Okay. Thank you. That's helpful.

Operator

Thank you. And as a reminder, to ask a question, please press star one one on your telephone.

One moment for questions. Our next question comes from David Bailey with Macquarie. You may proceed.

David Bailey
Equity Analyst, Macquarie

Yeah. Thanks. Good morning. In your interest of time, I'll be fast. Just, in terms of the guidance, you've called out some currency exchange headwinds versus August. Just wondering if you could help quantify those as you're seeing at the moment. And sort of what are you assuming for the rest of the year? When you say assumes current exchange rates, is that as it now? Or is that assuming rates back in August 2023?

Paul Alexander
Company Secretary, Sonic Healthcare

So it's assuming rates effectively as it now or the last few days.
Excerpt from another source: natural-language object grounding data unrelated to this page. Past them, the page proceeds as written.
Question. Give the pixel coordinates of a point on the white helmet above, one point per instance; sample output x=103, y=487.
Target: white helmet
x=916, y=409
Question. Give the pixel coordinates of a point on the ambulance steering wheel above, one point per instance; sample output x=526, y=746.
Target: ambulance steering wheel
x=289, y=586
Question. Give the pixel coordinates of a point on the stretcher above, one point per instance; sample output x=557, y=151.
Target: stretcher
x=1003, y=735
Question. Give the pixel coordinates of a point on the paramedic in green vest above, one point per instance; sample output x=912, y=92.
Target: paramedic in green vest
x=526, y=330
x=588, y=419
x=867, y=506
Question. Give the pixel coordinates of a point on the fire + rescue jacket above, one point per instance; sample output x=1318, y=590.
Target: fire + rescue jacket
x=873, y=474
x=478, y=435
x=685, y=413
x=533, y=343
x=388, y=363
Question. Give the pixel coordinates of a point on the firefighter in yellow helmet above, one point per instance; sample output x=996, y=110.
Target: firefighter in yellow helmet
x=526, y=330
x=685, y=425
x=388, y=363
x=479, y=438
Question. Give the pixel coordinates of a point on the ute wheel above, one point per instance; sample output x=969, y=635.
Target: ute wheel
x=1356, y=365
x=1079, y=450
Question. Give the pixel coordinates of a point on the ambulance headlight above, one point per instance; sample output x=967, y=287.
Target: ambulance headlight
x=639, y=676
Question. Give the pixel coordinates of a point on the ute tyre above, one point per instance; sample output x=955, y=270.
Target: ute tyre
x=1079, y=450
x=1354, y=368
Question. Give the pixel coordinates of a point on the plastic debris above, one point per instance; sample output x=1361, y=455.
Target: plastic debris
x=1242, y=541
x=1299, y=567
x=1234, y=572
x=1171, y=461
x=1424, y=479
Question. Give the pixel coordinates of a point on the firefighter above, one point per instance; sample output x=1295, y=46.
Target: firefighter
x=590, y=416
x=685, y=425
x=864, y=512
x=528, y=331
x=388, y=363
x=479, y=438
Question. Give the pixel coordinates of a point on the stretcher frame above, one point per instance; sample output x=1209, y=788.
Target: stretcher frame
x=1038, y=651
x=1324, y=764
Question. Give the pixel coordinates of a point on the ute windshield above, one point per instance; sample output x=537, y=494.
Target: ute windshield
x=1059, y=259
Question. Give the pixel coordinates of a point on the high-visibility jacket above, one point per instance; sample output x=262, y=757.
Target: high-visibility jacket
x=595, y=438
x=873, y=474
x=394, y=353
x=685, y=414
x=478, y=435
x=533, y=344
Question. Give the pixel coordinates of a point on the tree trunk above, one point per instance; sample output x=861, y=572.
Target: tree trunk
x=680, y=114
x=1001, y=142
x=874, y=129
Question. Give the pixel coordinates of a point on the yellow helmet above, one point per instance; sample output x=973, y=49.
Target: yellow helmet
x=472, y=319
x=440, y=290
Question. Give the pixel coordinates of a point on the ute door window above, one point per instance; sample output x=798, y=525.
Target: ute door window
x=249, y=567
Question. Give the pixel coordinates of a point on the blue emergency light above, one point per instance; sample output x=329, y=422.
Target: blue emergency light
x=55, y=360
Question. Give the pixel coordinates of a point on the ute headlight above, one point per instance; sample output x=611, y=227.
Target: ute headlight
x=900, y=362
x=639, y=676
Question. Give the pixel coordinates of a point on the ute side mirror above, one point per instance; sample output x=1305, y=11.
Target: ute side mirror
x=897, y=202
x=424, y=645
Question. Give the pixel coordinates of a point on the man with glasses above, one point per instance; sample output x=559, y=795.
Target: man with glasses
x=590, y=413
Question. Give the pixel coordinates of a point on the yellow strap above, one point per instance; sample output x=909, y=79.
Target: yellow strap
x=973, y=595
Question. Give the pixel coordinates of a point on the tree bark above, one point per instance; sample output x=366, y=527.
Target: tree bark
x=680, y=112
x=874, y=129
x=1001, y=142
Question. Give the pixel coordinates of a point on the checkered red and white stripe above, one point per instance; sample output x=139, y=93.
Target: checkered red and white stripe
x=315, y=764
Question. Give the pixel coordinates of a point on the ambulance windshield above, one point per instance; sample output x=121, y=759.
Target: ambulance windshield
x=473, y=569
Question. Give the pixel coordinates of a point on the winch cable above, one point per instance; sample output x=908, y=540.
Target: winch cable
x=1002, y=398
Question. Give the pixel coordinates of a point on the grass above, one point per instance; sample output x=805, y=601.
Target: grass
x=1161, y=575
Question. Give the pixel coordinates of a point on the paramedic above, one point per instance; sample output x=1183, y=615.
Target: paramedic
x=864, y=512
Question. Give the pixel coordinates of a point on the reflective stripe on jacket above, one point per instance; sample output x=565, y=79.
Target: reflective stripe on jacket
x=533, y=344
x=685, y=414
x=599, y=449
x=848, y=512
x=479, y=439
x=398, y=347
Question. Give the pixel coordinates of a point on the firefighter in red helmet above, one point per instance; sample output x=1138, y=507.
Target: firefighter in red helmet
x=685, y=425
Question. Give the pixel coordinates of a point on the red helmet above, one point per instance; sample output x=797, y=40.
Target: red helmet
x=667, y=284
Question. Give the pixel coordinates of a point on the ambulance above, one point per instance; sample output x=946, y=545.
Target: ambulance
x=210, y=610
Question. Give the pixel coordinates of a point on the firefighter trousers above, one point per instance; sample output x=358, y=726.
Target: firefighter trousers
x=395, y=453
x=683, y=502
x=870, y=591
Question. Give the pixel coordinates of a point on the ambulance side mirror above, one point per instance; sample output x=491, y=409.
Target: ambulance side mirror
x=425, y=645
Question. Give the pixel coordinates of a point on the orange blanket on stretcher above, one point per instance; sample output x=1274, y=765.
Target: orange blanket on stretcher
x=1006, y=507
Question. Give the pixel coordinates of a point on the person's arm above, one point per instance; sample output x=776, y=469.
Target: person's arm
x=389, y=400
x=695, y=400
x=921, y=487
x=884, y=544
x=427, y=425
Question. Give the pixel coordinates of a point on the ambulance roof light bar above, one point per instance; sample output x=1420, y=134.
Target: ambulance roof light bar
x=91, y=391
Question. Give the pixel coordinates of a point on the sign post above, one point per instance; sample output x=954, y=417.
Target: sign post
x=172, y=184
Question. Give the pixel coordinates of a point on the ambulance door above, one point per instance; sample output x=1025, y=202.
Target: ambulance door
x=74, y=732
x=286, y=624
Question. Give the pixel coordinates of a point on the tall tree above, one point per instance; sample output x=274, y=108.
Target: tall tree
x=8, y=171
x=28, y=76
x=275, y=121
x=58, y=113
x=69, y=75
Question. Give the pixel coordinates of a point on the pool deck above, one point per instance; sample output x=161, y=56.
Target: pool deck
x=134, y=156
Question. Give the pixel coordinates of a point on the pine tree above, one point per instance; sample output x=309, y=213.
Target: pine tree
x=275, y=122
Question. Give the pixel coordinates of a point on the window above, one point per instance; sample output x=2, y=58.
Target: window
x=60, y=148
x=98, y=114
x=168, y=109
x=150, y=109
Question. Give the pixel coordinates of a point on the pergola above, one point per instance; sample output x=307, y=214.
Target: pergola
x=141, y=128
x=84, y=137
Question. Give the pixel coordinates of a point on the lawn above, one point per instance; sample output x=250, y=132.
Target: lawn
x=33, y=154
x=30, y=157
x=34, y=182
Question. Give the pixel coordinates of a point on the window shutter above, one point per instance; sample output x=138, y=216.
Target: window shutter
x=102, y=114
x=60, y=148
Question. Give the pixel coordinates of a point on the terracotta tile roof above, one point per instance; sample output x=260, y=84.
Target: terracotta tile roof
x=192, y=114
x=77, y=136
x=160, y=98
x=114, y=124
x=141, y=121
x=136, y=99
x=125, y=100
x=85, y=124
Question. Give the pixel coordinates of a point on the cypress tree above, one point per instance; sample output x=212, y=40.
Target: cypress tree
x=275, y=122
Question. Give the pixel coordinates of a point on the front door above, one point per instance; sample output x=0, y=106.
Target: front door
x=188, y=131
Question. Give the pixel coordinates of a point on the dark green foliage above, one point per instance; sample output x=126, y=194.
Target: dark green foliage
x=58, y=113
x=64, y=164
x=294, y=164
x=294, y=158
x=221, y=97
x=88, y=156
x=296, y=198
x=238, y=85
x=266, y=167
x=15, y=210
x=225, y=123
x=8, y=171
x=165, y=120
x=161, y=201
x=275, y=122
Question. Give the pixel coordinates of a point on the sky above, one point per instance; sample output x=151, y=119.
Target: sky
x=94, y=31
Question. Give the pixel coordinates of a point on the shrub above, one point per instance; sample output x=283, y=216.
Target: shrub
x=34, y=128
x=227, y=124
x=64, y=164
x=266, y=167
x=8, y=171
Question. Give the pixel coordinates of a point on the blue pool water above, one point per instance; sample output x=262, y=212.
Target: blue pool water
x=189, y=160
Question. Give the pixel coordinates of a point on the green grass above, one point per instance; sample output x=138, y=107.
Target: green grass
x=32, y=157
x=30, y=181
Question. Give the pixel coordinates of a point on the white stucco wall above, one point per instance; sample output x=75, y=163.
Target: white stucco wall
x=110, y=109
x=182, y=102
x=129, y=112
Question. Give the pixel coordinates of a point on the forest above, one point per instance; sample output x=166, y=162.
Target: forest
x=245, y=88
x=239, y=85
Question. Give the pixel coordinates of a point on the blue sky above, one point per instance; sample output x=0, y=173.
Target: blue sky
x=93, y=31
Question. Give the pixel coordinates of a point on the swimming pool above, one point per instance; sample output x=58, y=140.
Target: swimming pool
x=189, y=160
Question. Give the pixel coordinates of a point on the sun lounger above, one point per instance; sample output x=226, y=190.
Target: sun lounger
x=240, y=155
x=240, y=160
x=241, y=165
And in terms of the headwind versus August, it's kind of in the order of call it AUD 10 million, something like that, a bit below maybe.

David Bailey
Equity Analyst, Macquarie

Got it.

Paul Alexander
Company Secretary, Sonic Healthcare

AUD 10 million at EBITDA line, that.

David Bailey
Equity Analyst, Macquarie

Yep. Yep. Thanks, Paul.

Operator

Thank you.

That concludes the conference call. Thank you for your participation. You may now disconnect.

Colin Goldschmidt
CEO, Sonic Healthcare

Thank you very much, Josh, and everyone.